There are only seven members on the mechanism. Lightfoot was selected as the representative from North America. Lightfoot is Anishinaabe, from the Lake Superior Band of Ojibwe. She’s a member of the Keweenaw Bay Indian Community in Michigan.

Lightfoot will replace Kristen Carpenter, the director of American Indian Law Program at the University of Colorado.

“I am incredibly grateful and humbled by this opportunity to help advance the rights of Indigenous Peoples around the world through this work for the UN Expert Mechanism,” Lightfoot said in a UBC press release. “I’m also honoured to be following in the footsteps of my predecessor, Grand Chief Wilton Littlechild.”

In addition to her role as Canada Research Chair of Global Indigenous Rights and Politics at UBC, Lightfoot co-led the development of the UBC Indigenous Strategic Plan along with Dr. Margaret Moss. She is also the senior advisor to the president on Indigenous affairs and an associate professor in political science, Indigenous studies and in the School of Public Policy and Global Affairs.

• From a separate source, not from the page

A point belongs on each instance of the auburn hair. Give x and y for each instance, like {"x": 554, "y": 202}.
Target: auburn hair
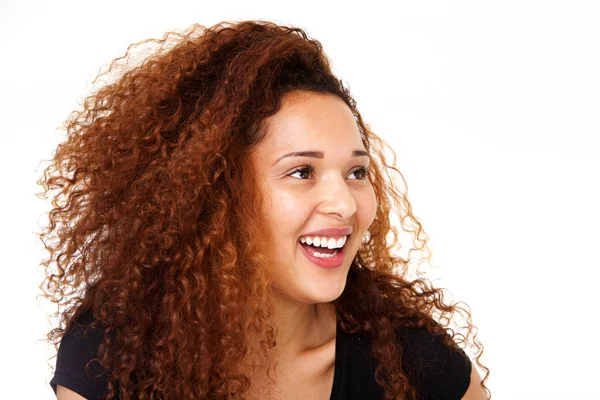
{"x": 156, "y": 227}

Lightfoot said in the release that she’ll consult with Indigenous leaders across Canada and the United States to ensure she’s reflecting their priorities in the mechanism. She aims to preserve and revitalize Indigenous languages and support the implementation of Indigenous human rights in practice.

“I’d like to see Indigenous human rights become as common sense and taken for granted as other human rights are, so that it would be unthinkable to violate them,” she said.